Nonseparable Calkin Algebras

Ye Zhang, University of New Hampshire, Durham

Abstract

Suppose $m$ is an infinite cardinal. In this dissertation$,$ we study $m$-compact operators and $m$-Calkin algebras$,$ which are generalizations of compact operators and Calkin algebras. In chapter 1$,$ we introduce the background and some elementary theory we need in this thesis. In chapter 2$,$ we extend some classical results about compact operators and Calkin algebras. In chapter 3$,$ firstly$,$ the strong operator topology and weak operator topology are extended to $m$-strong operator topology ($m$-SOT) and $m$-weak operator topology ($m$-WOT)$,$ respectively. Then$,$ $m$-SOT and $m$-WOT continuous linear functionals are studied. Finally$,$ we define a new convergence $m(\tau)$ on $B(H)$ and some properties are characterized. In chapter 4$,$ we study linear functionals that annihilate the $m$-compact operators and extend a theorem of J. Glimm.
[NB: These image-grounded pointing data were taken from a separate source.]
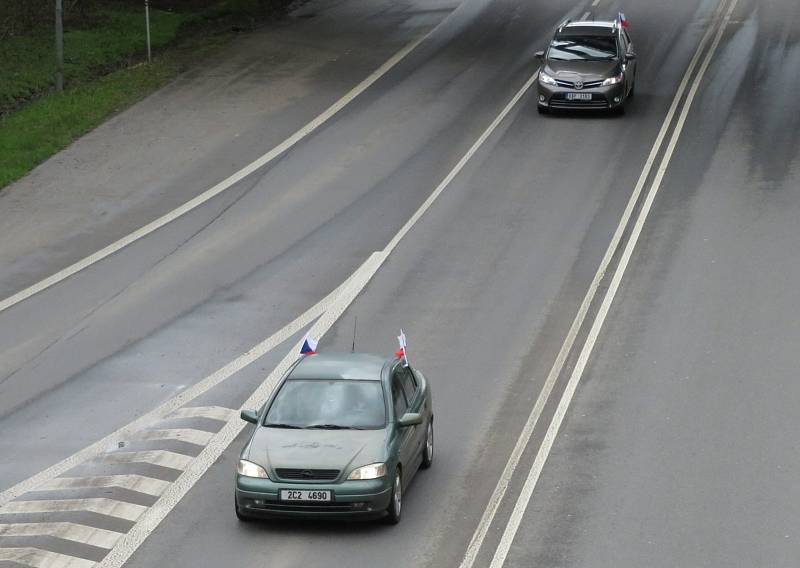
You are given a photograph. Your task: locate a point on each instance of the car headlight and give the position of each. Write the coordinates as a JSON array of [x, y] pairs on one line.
[[614, 80], [250, 469], [546, 79], [371, 471]]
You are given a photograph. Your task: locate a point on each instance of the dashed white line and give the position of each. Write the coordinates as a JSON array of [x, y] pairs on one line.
[[163, 458], [501, 487], [100, 505], [42, 558], [92, 536], [138, 483], [532, 479]]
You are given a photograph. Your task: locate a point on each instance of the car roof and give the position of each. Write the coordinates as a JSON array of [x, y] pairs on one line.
[[587, 29], [348, 366]]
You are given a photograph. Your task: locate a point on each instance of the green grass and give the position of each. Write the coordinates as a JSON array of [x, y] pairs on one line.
[[103, 73], [28, 62], [36, 132]]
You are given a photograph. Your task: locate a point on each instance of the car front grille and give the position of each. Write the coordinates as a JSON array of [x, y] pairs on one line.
[[571, 85], [307, 474], [597, 102]]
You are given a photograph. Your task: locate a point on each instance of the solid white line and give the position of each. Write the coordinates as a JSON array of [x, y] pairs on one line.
[[138, 483], [42, 558], [190, 435], [92, 536], [163, 458], [132, 429], [566, 398], [219, 413], [128, 544], [217, 189], [100, 505], [501, 487]]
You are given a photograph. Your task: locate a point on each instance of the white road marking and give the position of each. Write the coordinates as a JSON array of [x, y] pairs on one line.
[[100, 505], [213, 412], [138, 483], [190, 435], [42, 558], [128, 544], [200, 388], [163, 458], [217, 189], [566, 398], [501, 487], [92, 536]]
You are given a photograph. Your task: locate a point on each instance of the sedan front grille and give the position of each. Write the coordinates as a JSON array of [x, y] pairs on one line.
[[307, 474], [571, 85]]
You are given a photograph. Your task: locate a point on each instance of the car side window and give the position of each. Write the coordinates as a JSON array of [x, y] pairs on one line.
[[409, 383], [398, 397]]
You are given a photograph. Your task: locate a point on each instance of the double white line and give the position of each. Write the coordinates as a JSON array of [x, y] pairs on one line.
[[718, 25]]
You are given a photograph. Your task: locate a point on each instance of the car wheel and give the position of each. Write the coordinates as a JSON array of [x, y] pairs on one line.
[[239, 514], [396, 504], [427, 451]]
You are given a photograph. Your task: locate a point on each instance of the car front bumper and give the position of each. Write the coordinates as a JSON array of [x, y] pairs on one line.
[[555, 97], [260, 497]]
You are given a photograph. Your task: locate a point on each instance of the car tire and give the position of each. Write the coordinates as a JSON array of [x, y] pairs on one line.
[[239, 514], [395, 509], [427, 449]]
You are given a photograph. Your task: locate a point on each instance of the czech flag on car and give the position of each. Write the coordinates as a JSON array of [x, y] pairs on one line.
[[309, 346]]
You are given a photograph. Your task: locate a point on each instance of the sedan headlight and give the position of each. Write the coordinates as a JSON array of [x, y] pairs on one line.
[[371, 471], [546, 79], [250, 469], [614, 80]]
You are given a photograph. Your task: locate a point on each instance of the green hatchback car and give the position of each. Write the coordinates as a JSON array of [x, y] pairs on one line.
[[342, 436]]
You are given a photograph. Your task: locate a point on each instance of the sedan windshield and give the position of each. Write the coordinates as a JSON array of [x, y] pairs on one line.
[[591, 48], [328, 405]]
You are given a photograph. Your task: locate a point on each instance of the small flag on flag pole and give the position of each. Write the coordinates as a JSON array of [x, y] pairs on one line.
[[401, 353], [309, 346]]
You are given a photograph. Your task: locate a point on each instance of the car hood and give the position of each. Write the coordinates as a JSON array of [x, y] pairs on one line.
[[316, 449], [585, 70]]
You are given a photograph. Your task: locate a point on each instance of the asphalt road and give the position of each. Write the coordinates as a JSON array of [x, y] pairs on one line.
[[679, 447]]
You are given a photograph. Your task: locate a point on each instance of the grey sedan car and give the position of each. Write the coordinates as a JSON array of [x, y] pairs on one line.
[[343, 435], [588, 65]]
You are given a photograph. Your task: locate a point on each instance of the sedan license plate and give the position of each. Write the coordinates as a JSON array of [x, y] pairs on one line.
[[314, 495]]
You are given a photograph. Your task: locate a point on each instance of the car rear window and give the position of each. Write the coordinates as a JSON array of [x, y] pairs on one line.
[[328, 404], [583, 48]]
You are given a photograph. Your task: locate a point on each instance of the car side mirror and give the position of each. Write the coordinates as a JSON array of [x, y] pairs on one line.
[[410, 419], [250, 416]]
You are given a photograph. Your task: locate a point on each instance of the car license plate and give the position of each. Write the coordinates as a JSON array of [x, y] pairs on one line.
[[306, 495]]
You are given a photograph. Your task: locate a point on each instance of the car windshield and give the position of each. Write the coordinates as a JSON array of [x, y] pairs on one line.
[[328, 405], [591, 48]]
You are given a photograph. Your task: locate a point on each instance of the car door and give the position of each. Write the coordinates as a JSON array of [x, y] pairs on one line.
[[414, 396], [405, 435]]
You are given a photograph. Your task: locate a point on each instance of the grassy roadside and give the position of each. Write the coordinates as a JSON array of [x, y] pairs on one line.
[[104, 74]]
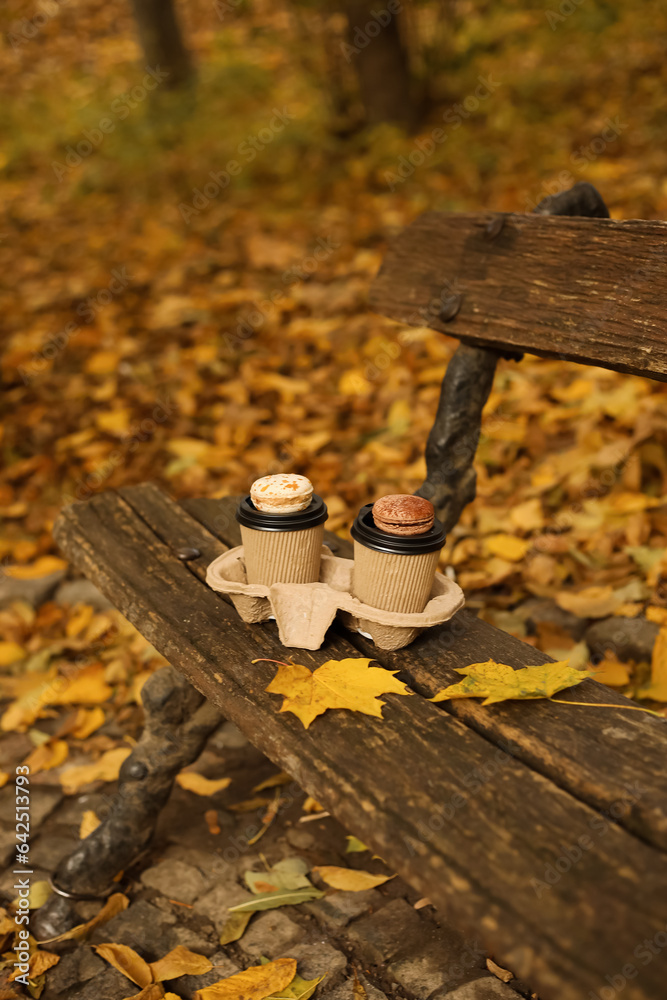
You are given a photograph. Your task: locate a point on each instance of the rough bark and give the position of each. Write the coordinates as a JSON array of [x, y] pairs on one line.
[[450, 450], [178, 721], [161, 40], [376, 50]]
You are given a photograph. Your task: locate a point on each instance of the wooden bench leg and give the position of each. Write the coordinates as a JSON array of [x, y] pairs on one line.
[[178, 723], [451, 446], [450, 450]]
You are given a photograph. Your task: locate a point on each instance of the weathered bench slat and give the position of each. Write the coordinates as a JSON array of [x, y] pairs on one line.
[[400, 784], [588, 290], [613, 760]]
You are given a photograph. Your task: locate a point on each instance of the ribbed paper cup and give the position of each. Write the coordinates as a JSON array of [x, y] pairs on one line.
[[282, 548], [394, 572], [393, 582], [282, 556]]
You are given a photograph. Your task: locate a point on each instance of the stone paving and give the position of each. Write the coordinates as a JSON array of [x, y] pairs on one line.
[[181, 890], [180, 893]]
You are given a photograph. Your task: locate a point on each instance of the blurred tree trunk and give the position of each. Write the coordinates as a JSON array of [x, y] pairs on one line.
[[161, 40], [376, 50]]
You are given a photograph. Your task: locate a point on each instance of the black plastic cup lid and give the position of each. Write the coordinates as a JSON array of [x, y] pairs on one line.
[[315, 513], [366, 533]]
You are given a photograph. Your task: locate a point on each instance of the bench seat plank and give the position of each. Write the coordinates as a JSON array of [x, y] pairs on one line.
[[580, 289], [399, 784], [611, 759]]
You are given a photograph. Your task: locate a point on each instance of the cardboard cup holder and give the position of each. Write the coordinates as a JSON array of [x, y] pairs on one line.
[[304, 611]]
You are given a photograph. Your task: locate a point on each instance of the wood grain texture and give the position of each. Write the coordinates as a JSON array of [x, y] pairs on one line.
[[464, 822], [586, 290], [610, 758]]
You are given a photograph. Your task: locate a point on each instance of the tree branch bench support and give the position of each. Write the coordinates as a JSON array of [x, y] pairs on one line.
[[473, 812]]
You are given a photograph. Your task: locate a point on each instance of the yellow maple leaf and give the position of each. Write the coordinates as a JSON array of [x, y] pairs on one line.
[[43, 566], [114, 421], [255, 983], [592, 602], [11, 652], [104, 769], [348, 683], [86, 687], [127, 961], [349, 879], [200, 785], [497, 681], [180, 961], [89, 823], [155, 991], [507, 546], [102, 363]]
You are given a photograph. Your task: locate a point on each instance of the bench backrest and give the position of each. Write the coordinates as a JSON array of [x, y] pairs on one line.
[[582, 289]]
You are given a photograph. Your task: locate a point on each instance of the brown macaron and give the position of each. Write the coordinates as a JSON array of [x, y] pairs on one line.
[[403, 514]]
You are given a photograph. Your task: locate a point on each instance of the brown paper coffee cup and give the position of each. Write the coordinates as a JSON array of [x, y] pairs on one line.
[[393, 581], [282, 556]]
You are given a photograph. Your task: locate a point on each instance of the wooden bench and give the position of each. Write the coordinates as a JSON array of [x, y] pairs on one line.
[[541, 828]]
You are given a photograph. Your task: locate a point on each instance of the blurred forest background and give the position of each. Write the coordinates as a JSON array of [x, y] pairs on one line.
[[185, 261]]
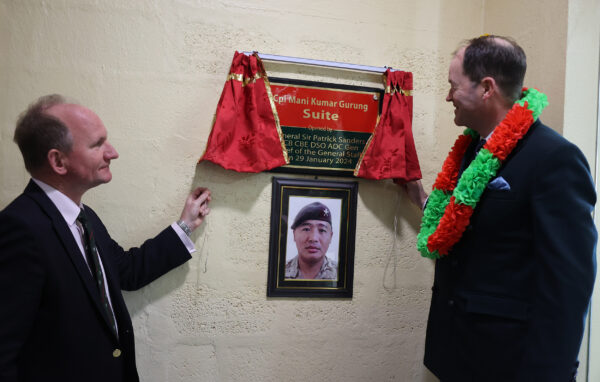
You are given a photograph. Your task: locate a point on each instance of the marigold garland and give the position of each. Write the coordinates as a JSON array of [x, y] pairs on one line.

The second half of chapter $4$ is about $m$-numerical range$,$ by using the new convergence defined in chapter 3$,$ we characterize the elements in the $m$-numerical range of an operator. Chapter 5 is on $m$-normal operators (operators whose image under the quotient map is normal in the $m$-Calkin algebra). We prove a nonseparable version of the famous BDF theorem$,$ that is$,$ every $m$-normal operator can be written as a sum of a normal operator and $m$-compact operator. Also$,$ we generalize the Weyl-von Neumann-Berg theorem. In chapter 6$,$ we investigate the ultraproducts of $M_{n}(\mathbb{C})$'s. We give characterizations for compact operators and Fredholm operators in these ultraproducts$,$ which are different from the classical cases. Also$,$ we study the maximal chains of projections in the ultraproduct algebra. It is proved that all maximal chains of projections in the ultraproduct algebra$,$ modulo the compact operators$,$ are order isomorphic if we assume the continuum hypothesis.